Is working from home the next front in our political culture war? Jacob Rees-Mogg, a cabinet minister, leaving “Sorry you were out when I visited” notes on civil servants’ desks signified a salvo against government remote work. Boris Johnson’s ranting about remote workers idly making coffee and getting cheese slices suggests he agrees with certain business leaders that working from home is a licence to slack.

The prime minister says office attendance will revive town and city centres, reverse rail’s decline and boost productivity. His government has shelved plans for a new employee “right to request flexible working”. Labour now champions the so-called laptop class by demanding a full “right to flexible working … where there is no reason a job cannot be done flexibly and remotely”. We’re left with another area of life where politicians demand government enforces practices they approve of and try to suppress those they don’t.

Why should private sector work locations even be a political issue? We already have an institution specialised in managing trade-offs between business needs and job satisfaction, one that allows opportunities to experiment with work arrangements and that signals what works through profits and losses. It’s called a market economy. As the pandemic dust settles, businesses and workers should be left to figure out these tensions.

Given businesses’ and workers’ differing needs, the productivity impact of simply mandating hybrid work is unclear. An IGM Forum panel of economists run by the University of Chicago Booth School of Business found 27 per cent agreed that working from home for two days per week would make workers more productive, but 56 per cent were uncertain and 12 per cent disagreed. This is no surprise. The pandemic enforced remote work, with kids off school, workers unfamiliar with technologies and disruptions through illness. It was not a good experiment for judging productivity effects, leaving us dependent on insights from less reliable surveys.

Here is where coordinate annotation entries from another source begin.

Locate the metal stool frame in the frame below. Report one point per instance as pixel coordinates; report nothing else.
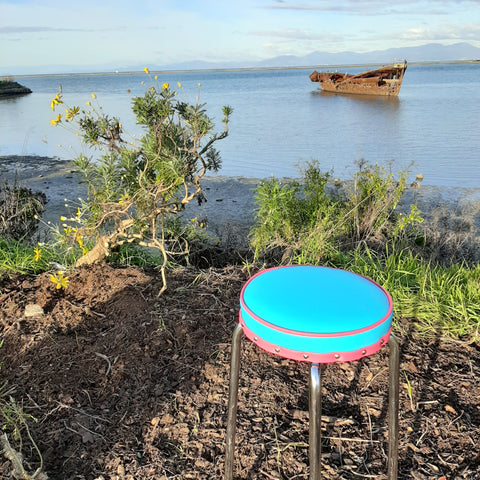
(315, 410)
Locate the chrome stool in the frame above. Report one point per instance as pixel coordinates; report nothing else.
(318, 315)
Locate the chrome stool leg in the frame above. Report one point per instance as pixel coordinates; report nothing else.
(393, 400)
(315, 421)
(232, 402)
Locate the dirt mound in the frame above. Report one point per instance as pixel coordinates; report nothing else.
(126, 385)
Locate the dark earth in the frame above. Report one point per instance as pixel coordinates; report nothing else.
(122, 384)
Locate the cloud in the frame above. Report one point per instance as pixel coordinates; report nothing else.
(34, 29)
(449, 32)
(374, 7)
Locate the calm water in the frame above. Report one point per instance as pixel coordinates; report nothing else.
(281, 119)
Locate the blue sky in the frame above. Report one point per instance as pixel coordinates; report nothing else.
(85, 35)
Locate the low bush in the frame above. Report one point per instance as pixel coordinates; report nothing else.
(20, 210)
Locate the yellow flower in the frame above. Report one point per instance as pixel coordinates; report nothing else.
(71, 112)
(56, 120)
(57, 100)
(59, 280)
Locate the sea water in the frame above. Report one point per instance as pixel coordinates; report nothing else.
(282, 120)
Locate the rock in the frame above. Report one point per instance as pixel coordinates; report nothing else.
(10, 88)
(33, 310)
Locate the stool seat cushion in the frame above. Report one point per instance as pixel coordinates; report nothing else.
(315, 314)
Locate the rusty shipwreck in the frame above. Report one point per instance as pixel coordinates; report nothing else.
(382, 81)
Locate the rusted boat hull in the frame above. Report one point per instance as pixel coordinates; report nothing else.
(385, 81)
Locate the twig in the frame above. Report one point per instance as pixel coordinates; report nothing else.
(101, 355)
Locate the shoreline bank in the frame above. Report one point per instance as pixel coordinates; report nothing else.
(230, 208)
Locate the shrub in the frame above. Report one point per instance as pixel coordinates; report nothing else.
(308, 221)
(134, 187)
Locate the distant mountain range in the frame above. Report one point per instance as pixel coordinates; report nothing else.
(432, 52)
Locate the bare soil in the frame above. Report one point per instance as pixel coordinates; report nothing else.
(126, 385)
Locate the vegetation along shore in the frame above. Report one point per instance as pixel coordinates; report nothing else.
(117, 315)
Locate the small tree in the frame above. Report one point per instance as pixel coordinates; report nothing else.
(135, 186)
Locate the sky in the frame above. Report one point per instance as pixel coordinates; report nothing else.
(41, 36)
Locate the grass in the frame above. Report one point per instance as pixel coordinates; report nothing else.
(311, 226)
(437, 299)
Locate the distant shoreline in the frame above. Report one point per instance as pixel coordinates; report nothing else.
(238, 69)
(230, 209)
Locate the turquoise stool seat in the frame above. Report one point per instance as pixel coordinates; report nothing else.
(318, 315)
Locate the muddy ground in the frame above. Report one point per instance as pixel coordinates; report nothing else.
(125, 385)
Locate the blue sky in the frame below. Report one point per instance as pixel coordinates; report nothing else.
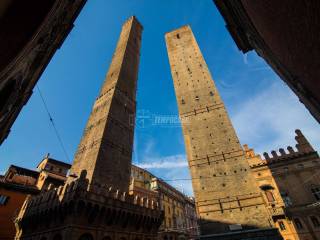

For all the benefits of avoiding commutes or being able to concentrate better, hybrid work brings co-ordination problems in getting teams into the office on the same day and more difficulties in onboarding fresh, young employees. There are longer-term challenges with employee relationships and collaboration. Surveys show workers favour Zooming for small groups of two to four people, but in-person meetings for ten or more. A recent Nature study into videoconferencing found that web calls worked OK for groups making decisions from established options but worse than in-person for new idea generation.

This uncertainty makes it foolish to rush headlong into enshrining new rights or simply demanding people return to old arrangements. The work of Nicholas Bloom, the economist, suggests many firms had better-than-expected experiences during Covid and poured money into technologies to support remote productivity. We should let these experiments play out. If they work, firms will profit and best practice will spread; if they fail, competition will eradicate them.

Yes, more people relocating their workplaces to home will have other economic consequences. A Decision Maker Panel survey of 3,000 UK businesses late last year found that companies expected to increase employee training and IT investment but to cut back on land and buildings. Why Conservatives reflexively oppose these changes or disruption to the location of service industries is baffling. Their whole schtick, remember, is about how the spatial layout of British economic activity is unjust, necessitating “levelling up”.

Sadly, there is no room for nuance in this debate. Labour’s Keir Starmer generalises that “people work very well and hard from home”. Johnson retorts that people are “more productive, more energetic, more full of ideas when they are surrounded by other people”. Both can be right in different circumstances, which is, of course, a virtue of the sort of pluralism markets provide. The government can rightfully have strong views on how best to manage its own employees in the civil service. When it comes to the private sector, it should be a conscientious objector to this culture war battle.